Cold-formed Steel and the ENVIRONMENT
This attribute for resilience explores a material’s impact on the environment and sustainability, an area where the steel industry has clear benefits. The Steel Recycling Institute, SRI reports that steel is recycled more than paper, plastic, glass, copper, lead and aluminum combined. The World Steel Association states that world-wide, the steel industry has reduced energy consumption since the 1970’s in the manufacture of steel by 50%.  This directly relates to a reduction in greenhouse gas emissions.  The U.S. Environmental Protection Agency, EPA documents that the North American Steel industry has reduced greenhouse gas emissions by 47%.   

DURABILITY and Cold-formed steel
Long life is a primary attribute is a key component of resilience. It is important for structural materials to function where moisture from atmospheric conditions is present. Material that won’t sustain significant damage from moisture or pests is essential.

Cold-formed steel has a corrosion resistant coating that effectively protects steel from water. With the proper coating, cold-formed steel will last hundreds of years, even under extreme conditions such as being near aggressive salt-laden waters.

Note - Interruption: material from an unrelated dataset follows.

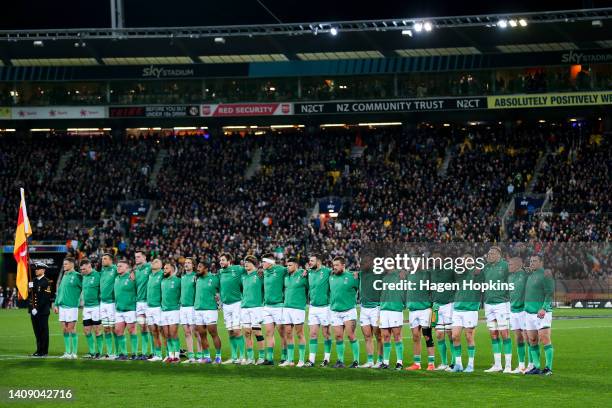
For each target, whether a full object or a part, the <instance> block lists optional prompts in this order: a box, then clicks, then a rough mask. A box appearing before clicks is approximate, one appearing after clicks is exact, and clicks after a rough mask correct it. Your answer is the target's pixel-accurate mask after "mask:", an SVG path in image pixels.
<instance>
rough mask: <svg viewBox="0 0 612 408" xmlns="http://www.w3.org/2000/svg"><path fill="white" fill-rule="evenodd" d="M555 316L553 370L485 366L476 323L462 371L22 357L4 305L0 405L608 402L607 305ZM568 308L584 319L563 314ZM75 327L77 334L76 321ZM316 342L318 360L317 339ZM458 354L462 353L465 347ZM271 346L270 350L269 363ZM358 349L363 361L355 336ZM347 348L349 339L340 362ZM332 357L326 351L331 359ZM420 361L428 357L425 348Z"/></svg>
mask: <svg viewBox="0 0 612 408" xmlns="http://www.w3.org/2000/svg"><path fill="white" fill-rule="evenodd" d="M553 316H555V317H561V316H565V317H568V319H564V320H555V321H554V322H553V336H552V338H553V345H554V347H555V361H554V375H553V376H551V377H544V376H521V375H508V374H486V373H484V372H483V370H484V369H486V368H489V367H490V366H491V364H492V355H491V343H490V341H489V338H488V333H487V330H486V327H485V326H484V324H483V323H482V321H481V324H480V325H479V327H478V330H477V343H476V359H475V363H476V372H474V373H472V374H463V373H445V372H426V371H420V372H407V371H402V372H396V371H395V370H387V371H380V370H366V369H356V370H350V369H344V370H334V369H331V368H325V369H324V368H319V367H317V368H312V369H298V368H293V367H287V368H281V367H259V366H257V367H255V366H247V367H241V366H211V365H172V366H166V365H163V364H161V363H150V362H146V361H126V362H115V361H90V360H85V359H78V360H60V359H57V358H47V359H34V358H29V357H26V355H27V354H29V353H32V352H33V351H34V348H35V347H34V336H33V334H32V328H31V325H30V319H29V316H28V314H27V312H26V311H25V310H10V311H4V310H3V311H0V406H2V407H10V406H35V405H38V404H41V403H43V404H44V402H40V400H39V401H33V400H28V401H17V400H9V398H8V392H9V390H11V389H13V390H15V389H71V390H72V393H73V396H74V397H73V399H72V400H70V401H61V400H53V401H48V404H49V406H66V407H81V406H83V407H92V406H106V407H138V406H147V407H174V406H181V407H182V406H192V407H207V406H215V407H250V406H258V407H274V406H293V407H301V406H308V407H310V406H318V407H323V406H330V407H332V406H333V407H345V406H346V407H361V406H367V405H373V404H375V405H377V406H385V407H396V406H397V407H406V406H429V407H433V406H469V407H474V406H487V407H488V406H514V407H516V406H554V407H556V408H557V407H575V406H588V407H610V406H612V382H611V380H610V378H611V377H610V375H611V374H610V370H611V369H612V357H611V355H610V350H611V349H612V337H611V336H610V333H612V311H611V310H571V309H562V310H556V311H555V312H554V313H553ZM576 316H581V317H587V318H580V319H571V317H576ZM596 316H605V317H603V318H601V317H596ZM49 324H50V328H51V333H50V334H51V338H50V350H49V352H50V355H52V356H59V355H60V354H61V353H63V340H62V336H61V334H60V328H59V323H57V315H51V317H50V320H49ZM220 327H222V323H221V325H220ZM77 330H78V331H79V333H80V332H82V326H81V325H80V323H79V325H78V329H77ZM220 331H222V330H220ZM404 333H405V334H404V337H405V339H404V348H405V350H404V354H405V355H404V365H408V364H409V363H411V361H412V342H411V340H410V338H409V332H408V329H407V326H404ZM226 340H227V336H226V335H223V336H222V341H224V348H223V357H224V359H225V357H227V354H228V353H229V346H228V343H227V341H226ZM86 347H87V346H86V342H85V338H84V337H83V336H82V335H81V337H80V338H79V349H80V354H84V353H85V352H86ZM319 347H320V350H319V353H318V356H317V357H319V358H320V357H322V351H323V345H322V341H320V344H319ZM463 352H464V361H466V359H467V356H466V355H465V354H466V352H467V350H466V347H465V345H464V347H463ZM278 353H279V351H278V350H277V357H276V358H277V361H278ZM361 353H362V355H361V359H362V361H364V360H365V346H364V345H363V343H362V347H361ZM394 353H395V351H393V353H392V358H394ZM515 353H516V351H515ZM350 354H351V353H350V347H348V345H347V356H346V358H347V361H348V360H349V359H350ZM542 355H543V353H542ZM296 356H297V353H296ZM334 356H335V350H332V360H334ZM423 359H424V361H426V358H425V356H423ZM515 359H516V356H515ZM438 360H439V359H438V357H437V356H436V362H439V361H438ZM318 362H319V361H317V364H318ZM392 363H394V361H392ZM464 364H465V362H464ZM514 366H516V363H515V364H514Z"/></svg>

Some materials absorb water in a flood situation. The Environmental Protection Agency, EPA has stated there is a window of 24-48 hours to effectively reduce the potential for mold propagation. That time window can be severely taxed if the building materials in the space absorb and hold moisture. Steel does not retain water and is inorganic, so it is not a food source for mold.    

Approximately five billion dollars of damage occur each year due to termite infestations in the United States. Cold-formed steel can resist termites in nearly any climate or building type.  

The strong relationship between sustainability and resilience requires that society consider how buildings may be used in the future. Cold-formed steel partitions can easily be removed, reused, and/or recycled during building modifications due to its light weight, fire-resistance, and flexibility. Unlike wood, steel does not increase fire risks when exposed during alterations to a building.

The use of cold-formed steel framing in building systems meets the requirements of resilience in the built environment as determined by FEMA, DHS, and NIBS. The material properties of steel incorporated steel members in systems design, assure resiliency and a sustainable future.